Return to the time point data from problem two. Make three lists called 'run1', 'run2', and 'run3', and from them make a list of lists:

run1 = [2,3,5,5]
run2 = [2,2,4,5]
run3 = [3,3,4,6]

listOfRuns = [run1,run2,run3]

a) Alter the first element of run1. Has anything happened to listOfRuns?
b) Specify listOfRuns similarly, but using copies of run1, run2, and run3 instead of the lists themselves. Now, alter the first element of run1 and see what has happened to listOfRuns.

5. Multiplying Lists.

Use '*' (multiplication) to create a list of three empty lists. Use the append method to add the element "i belong first!" to the first list of the list of lists. Print out the list of lists. What has happened? This is hard-- don't worry about getting a TA.

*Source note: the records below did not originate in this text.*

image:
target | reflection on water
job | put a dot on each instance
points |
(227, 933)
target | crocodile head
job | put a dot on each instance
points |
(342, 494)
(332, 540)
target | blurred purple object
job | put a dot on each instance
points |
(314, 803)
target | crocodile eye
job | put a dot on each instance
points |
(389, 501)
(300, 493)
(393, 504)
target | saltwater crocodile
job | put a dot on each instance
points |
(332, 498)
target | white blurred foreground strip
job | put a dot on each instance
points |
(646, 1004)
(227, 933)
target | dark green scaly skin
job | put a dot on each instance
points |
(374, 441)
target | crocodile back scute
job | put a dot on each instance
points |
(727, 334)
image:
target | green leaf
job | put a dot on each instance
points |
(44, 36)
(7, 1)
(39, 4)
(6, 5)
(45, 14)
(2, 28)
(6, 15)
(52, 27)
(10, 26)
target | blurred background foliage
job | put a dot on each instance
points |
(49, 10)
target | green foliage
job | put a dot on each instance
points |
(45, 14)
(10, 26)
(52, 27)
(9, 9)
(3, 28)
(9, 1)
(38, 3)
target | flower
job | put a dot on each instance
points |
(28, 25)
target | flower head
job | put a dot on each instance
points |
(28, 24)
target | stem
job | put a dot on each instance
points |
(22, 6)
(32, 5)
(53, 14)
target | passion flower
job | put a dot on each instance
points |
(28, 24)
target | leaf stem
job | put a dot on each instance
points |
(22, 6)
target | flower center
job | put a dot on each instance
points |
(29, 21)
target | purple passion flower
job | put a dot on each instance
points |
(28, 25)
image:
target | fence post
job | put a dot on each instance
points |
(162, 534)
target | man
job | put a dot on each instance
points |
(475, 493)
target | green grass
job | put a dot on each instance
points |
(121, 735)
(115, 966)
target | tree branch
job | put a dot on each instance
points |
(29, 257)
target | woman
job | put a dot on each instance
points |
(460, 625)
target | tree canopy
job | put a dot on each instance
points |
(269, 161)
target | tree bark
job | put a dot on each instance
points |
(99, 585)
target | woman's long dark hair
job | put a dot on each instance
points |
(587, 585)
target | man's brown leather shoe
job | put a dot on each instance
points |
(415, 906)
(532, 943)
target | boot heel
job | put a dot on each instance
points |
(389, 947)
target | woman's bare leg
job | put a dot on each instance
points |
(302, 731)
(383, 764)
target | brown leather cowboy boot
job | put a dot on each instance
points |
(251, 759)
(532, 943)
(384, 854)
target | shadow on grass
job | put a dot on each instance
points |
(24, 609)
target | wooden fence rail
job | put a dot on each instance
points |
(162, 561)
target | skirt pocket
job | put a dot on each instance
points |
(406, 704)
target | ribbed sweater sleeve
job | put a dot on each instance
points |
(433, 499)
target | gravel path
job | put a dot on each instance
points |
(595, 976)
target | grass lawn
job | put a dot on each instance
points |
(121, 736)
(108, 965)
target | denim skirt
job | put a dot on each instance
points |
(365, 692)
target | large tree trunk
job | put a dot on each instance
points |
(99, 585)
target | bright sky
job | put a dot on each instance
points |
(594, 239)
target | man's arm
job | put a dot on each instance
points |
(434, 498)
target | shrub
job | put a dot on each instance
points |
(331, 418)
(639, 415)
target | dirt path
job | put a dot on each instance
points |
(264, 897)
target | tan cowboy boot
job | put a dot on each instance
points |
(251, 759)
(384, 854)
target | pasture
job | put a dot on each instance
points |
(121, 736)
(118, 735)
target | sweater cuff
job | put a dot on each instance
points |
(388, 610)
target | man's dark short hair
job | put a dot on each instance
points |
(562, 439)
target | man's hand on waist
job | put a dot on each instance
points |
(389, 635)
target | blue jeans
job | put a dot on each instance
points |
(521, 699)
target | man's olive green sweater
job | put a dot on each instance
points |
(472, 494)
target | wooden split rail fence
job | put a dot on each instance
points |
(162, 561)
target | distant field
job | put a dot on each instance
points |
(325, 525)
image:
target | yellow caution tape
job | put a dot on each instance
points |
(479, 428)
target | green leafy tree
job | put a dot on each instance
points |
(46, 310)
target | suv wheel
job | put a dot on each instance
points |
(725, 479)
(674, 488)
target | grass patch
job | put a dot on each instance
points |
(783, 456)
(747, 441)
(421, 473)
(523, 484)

1. Dictionary of Dictionaries.

#!/usr/bin/env python
# set out top-level dictionary
species = {}
species['human'] = {}
species['mouse'] = {}
species['rat'] = {}
# add human data
species['human']['Tallness'] = 'AATAGCAG'
species['human']['Smartness'] = 'TGACGGA'
# add mouse data
species['mouse']['Fuzzyness'] = 'CCCCCCA'
species['mouse']['BeadyLittleEyes'] = 'ATAGCGC'
# add rat data
species['rat']['Fuzzyness'] = 'CCCTCCA'
species['rat']['BiggerThanMouse'] = 'GGACAATT'
print species['human'].keys()
print species['mouse']['Fuzzyness']
print species['rat']['Fuzzyness']
print species['human']['tallness'][2]

2. Lists of Lists.

#!/usr/bin/env python
List = []
print List
# part b
#!/usr/bin/env python
List = [  [], [], [] ]
print List
# part c
#!/usr/bin/env python
List = [[2,3,5,5], [2,2,4,5], [3,3,4,6]]
print List

3. Dictionary of Lists.

#!/usr/bin/env python
# part A
dict = {}
dict['human'] = []
dict['mouse'] = []
dict['rat'] = []
# part B
dict = {'human':[5,4,6,7],'mouse':[8,12,11,14],'rat':[10,11,13,15]}

4. Run Lola Run

#!/usr/bin/env python
# part A
run1 = [2,3,5,5]
run2 = [2,2,4,5]
run3 = [3,3,4,6]
listOfRuns = [run1,run2,run3]
run1[0] = 500
print listOfRuns
# the first element of the first element of listOfRuns is now 500 ins
tead of two
# part B
run1 = [2,3,5,5]
run2 = [2,2,4,5]
run3 = [3,3,4,6]
listOfRuns = [run1[:],run2[:],run3[:]]
run1[0] = 500
print listOfRuns
# list of runs remains the same

5. Multiplying Lists.

#!/usr/bin/env python
listOfLists = [[]] * 3
print listOfLists
listOfLists[0].append('i belong first!')
print listOfLists
# the multiplication operation has taken a single empty list and
# duplicated it-- it's now three copies of the same empty list that are all
# equivalent to each other.  By changing one, we change all of them.